With mid-morning traffic increasing, Yudelis Ferreira leaves the migrant shelter with her three young children, heading for another day selling popsicles in the harsh heart of the Mexican capital. This has been Ferreira’s life for months, after her family’s plans for a future in the United States fell apart with the arrival of the Donald Trump administration.
Like thousands of other migrants—mostly Latin Americans, but also from Asia and Africa—Ferreira and her children find themselves stranded on the migration route, permanently separated from their goal. “We’re trapped,” said Ferreira, 29, summing up two years of migration since leaving Maracaibo, the sweltering city that sits on the Venezuelan oil lake of the same name. “We have to find a way to generate some income.”
About 5,000 migrants, mostly from Latin America, are currently housed in 16 shelters in Mexico City, or in apartments and private homes in some of the capital’s poorest neighborhoods, according to Emanuel Herrera, director of the Vasco de Quiroga shelter, one of four operated by the city government. Herrera cautioned that the numbers are fluid. The decision to house them in the city is part of a government strategy to discourage migrants from approaching the border and attract them inland, especially to the capital, according to Mexican officials in Ciudad Juárez.
Nayleth, from Caracas, and her children sleep in a migrant camp in Mexico City. Keith Dannemiller (Puente News Collaborative)
The northward migration flow has virtually dried up since then-President Joe Biden tightened regulations in the spring of 2024, and even more so since Donald Trump took office in January.
Crossings through the Darien Gap—the inhospitable jungle separating Panama from Colombia—have almost completely stopped. Data from Panama’s immigration service shows a 98% drop in migrant crossings this year compared to the already low numbers for 2024. Encounters with migrants at the U.S.-Mexico border have also plummeted: 9,300 were recorded in June, down from about 96,000 in December, the last full month of Biden’s term, according to U.S. government statistics.

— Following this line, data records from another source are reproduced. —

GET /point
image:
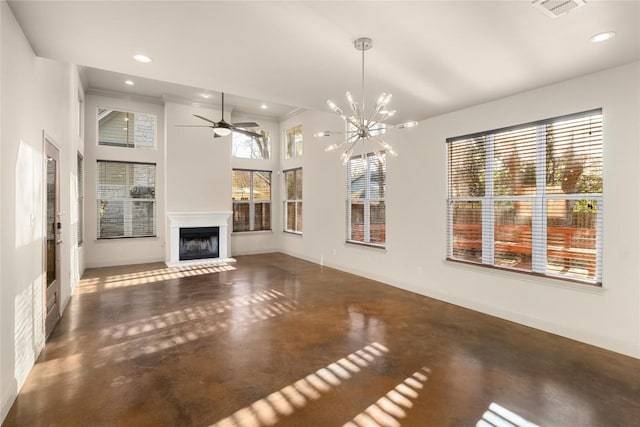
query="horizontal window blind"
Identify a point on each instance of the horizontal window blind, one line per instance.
(251, 197)
(126, 129)
(529, 197)
(126, 205)
(366, 207)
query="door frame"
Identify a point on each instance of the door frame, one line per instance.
(48, 144)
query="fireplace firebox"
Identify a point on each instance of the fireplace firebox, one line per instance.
(199, 243)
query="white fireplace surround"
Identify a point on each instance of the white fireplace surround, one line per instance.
(177, 220)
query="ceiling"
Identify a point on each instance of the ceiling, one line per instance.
(434, 56)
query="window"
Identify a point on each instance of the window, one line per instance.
(529, 197)
(246, 147)
(293, 141)
(293, 200)
(251, 195)
(366, 188)
(126, 205)
(80, 200)
(126, 129)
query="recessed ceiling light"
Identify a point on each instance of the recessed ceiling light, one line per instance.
(142, 58)
(601, 37)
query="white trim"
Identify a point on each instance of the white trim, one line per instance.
(176, 220)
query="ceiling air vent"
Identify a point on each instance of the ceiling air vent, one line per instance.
(555, 8)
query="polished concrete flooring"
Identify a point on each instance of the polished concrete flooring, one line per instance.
(274, 340)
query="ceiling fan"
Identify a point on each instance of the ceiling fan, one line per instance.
(223, 128)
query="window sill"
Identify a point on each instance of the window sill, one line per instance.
(536, 278)
(107, 239)
(240, 233)
(365, 245)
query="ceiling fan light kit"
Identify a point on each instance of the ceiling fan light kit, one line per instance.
(224, 128)
(360, 127)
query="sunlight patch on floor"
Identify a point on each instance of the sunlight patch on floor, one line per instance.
(393, 406)
(498, 416)
(269, 410)
(90, 285)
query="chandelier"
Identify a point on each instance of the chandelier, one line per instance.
(360, 127)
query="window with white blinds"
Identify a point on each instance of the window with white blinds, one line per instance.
(529, 197)
(293, 142)
(251, 196)
(126, 129)
(80, 199)
(366, 189)
(293, 200)
(126, 205)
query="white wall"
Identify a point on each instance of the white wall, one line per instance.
(198, 170)
(105, 252)
(251, 242)
(37, 95)
(416, 215)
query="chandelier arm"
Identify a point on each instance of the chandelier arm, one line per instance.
(385, 145)
(362, 115)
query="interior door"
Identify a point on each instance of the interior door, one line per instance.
(53, 227)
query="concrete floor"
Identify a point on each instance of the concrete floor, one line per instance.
(273, 340)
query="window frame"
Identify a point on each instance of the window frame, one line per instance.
(539, 202)
(266, 136)
(80, 198)
(295, 201)
(366, 201)
(100, 207)
(252, 201)
(154, 146)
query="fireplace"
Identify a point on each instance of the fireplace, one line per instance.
(198, 243)
(198, 238)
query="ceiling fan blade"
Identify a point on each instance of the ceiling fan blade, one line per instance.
(247, 132)
(205, 119)
(246, 124)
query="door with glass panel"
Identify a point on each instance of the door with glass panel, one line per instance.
(53, 237)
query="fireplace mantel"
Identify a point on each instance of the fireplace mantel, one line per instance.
(177, 220)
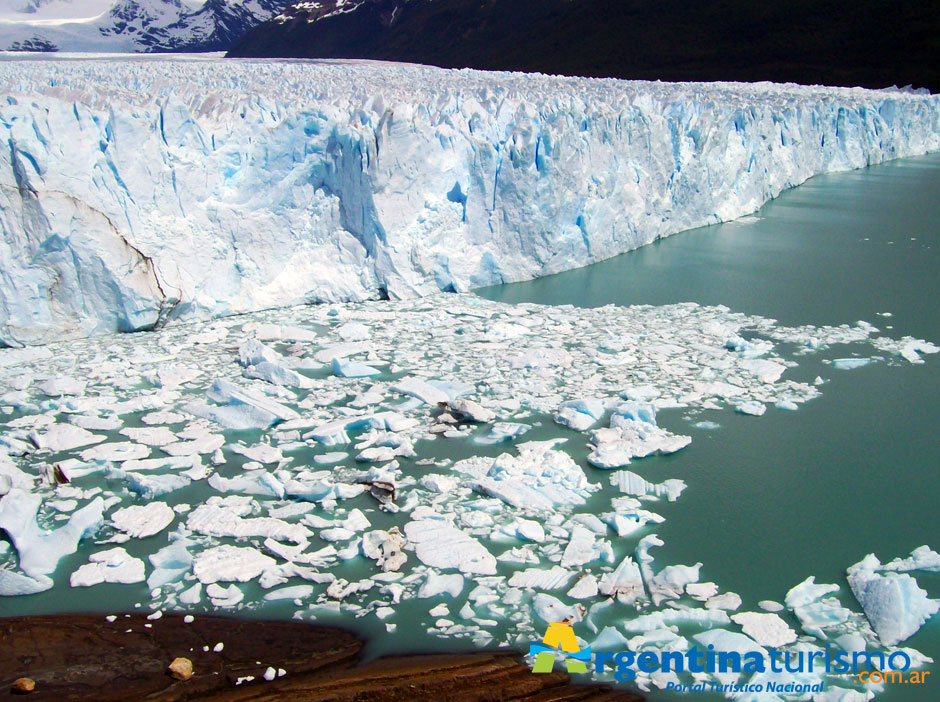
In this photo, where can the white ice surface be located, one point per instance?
(207, 187)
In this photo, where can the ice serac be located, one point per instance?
(133, 192)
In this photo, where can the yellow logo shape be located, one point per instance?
(559, 636)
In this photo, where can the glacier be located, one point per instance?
(135, 191)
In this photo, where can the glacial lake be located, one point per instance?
(770, 500)
(853, 472)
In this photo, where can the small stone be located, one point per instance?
(181, 669)
(23, 686)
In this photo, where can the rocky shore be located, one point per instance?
(125, 658)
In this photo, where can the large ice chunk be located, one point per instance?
(895, 605)
(40, 550)
(441, 545)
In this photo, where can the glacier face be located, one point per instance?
(137, 191)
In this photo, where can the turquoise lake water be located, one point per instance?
(855, 471)
(769, 501)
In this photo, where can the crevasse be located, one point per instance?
(134, 192)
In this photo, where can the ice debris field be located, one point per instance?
(134, 191)
(290, 458)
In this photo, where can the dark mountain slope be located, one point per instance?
(873, 43)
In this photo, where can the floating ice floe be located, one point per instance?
(506, 536)
(40, 550)
(630, 483)
(633, 433)
(444, 546)
(894, 603)
(112, 566)
(140, 521)
(767, 629)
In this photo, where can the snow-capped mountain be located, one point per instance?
(131, 25)
(829, 42)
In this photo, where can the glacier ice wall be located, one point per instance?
(137, 191)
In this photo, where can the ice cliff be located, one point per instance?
(136, 191)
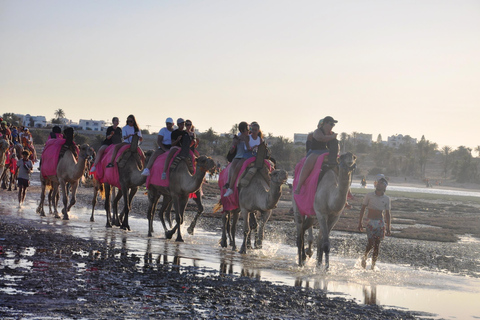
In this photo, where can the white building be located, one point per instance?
(95, 125)
(300, 138)
(32, 121)
(399, 139)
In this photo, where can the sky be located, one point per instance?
(378, 67)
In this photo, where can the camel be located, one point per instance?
(69, 170)
(182, 183)
(254, 197)
(3, 156)
(129, 172)
(330, 198)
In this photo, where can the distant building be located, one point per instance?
(397, 140)
(300, 138)
(32, 121)
(364, 138)
(95, 125)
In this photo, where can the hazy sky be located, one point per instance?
(379, 67)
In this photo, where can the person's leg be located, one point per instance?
(151, 161)
(367, 251)
(24, 193)
(234, 164)
(100, 152)
(376, 248)
(20, 187)
(333, 152)
(114, 153)
(306, 169)
(167, 161)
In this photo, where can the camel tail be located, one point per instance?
(101, 190)
(218, 206)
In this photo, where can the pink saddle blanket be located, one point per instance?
(305, 199)
(110, 175)
(155, 176)
(231, 202)
(50, 155)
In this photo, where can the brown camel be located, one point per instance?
(68, 171)
(129, 171)
(3, 156)
(182, 183)
(254, 197)
(330, 199)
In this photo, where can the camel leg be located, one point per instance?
(55, 197)
(246, 229)
(265, 215)
(253, 228)
(153, 197)
(182, 204)
(94, 202)
(225, 226)
(198, 201)
(127, 196)
(73, 200)
(331, 222)
(116, 220)
(322, 238)
(40, 209)
(165, 209)
(233, 228)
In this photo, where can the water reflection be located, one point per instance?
(370, 295)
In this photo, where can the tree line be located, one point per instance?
(409, 159)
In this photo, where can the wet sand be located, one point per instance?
(68, 277)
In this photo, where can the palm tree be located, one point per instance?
(59, 113)
(446, 161)
(477, 149)
(425, 149)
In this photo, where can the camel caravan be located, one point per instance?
(250, 185)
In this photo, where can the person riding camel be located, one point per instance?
(323, 140)
(164, 142)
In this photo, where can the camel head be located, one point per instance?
(205, 164)
(348, 161)
(86, 151)
(279, 176)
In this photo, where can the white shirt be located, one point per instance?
(128, 130)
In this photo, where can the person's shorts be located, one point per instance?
(317, 152)
(23, 182)
(375, 229)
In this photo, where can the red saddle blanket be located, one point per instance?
(110, 175)
(50, 155)
(155, 176)
(231, 202)
(305, 199)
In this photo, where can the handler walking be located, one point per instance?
(378, 204)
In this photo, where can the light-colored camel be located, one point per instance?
(3, 156)
(129, 171)
(182, 183)
(254, 198)
(69, 170)
(330, 199)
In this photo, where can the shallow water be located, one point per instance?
(436, 295)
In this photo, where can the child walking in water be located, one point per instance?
(25, 168)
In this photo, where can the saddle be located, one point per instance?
(257, 166)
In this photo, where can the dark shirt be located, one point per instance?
(115, 139)
(184, 134)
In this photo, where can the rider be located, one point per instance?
(323, 140)
(164, 142)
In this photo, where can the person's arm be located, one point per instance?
(320, 136)
(388, 222)
(360, 221)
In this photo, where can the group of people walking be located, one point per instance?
(375, 207)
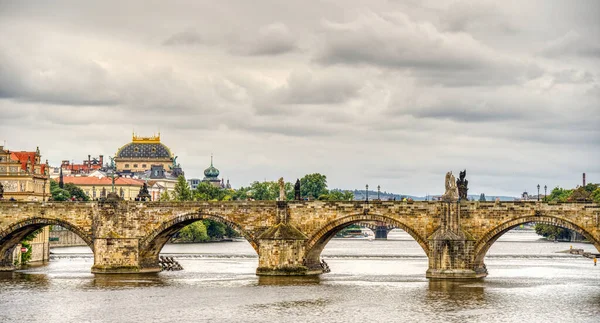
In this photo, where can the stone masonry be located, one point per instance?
(126, 237)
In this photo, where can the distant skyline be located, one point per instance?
(389, 93)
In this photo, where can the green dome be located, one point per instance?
(211, 173)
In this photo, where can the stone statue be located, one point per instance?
(297, 195)
(281, 189)
(462, 184)
(451, 194)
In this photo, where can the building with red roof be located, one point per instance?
(95, 188)
(23, 176)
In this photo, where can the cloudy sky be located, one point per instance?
(390, 93)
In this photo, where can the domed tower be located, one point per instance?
(211, 174)
(142, 153)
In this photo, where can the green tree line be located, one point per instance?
(312, 186)
(589, 193)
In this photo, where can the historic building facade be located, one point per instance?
(95, 187)
(142, 153)
(23, 176)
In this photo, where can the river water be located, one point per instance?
(371, 281)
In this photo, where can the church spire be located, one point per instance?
(61, 183)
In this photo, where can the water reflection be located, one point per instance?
(288, 280)
(125, 281)
(382, 281)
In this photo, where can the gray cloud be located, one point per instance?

Like tidal pools, thousands of migrants remain stranded along routes in Central America and Mexico. With young children to feed and clothe, many devise various plans to survive as the weeks pass. They face long delays in finding an affordable way back home or across an increasingly fortified U.S. border. They also struggle to settle in the places where they’ve ended up stranded.
“Trapped” in Mexico City
The Vasco de Quiroga center, where Ferreira’s family is staying, currently houses about 330 people. Most are Venezuelans, but the residents also include Colombians, West Africans, and a handful of men from India, lost along the way. All have been on the migration route for months, even years, many of them stopping to work to continue. Bonds have formed among the migrants. Some mothers have given birth along the way. Some have died. But faith in a new—and perhaps better—American future has kept them going.
Now, those dreams have crumbled. This shelter—and whatever may come next—is proof of that.
“Since Trump returned, there are many people trapped in the city,” said Herrera, the shelter director. “They had a light at the end of the tunnel,” he said of the migrants’ hope of reaching the United States. “But now that light has gone out.”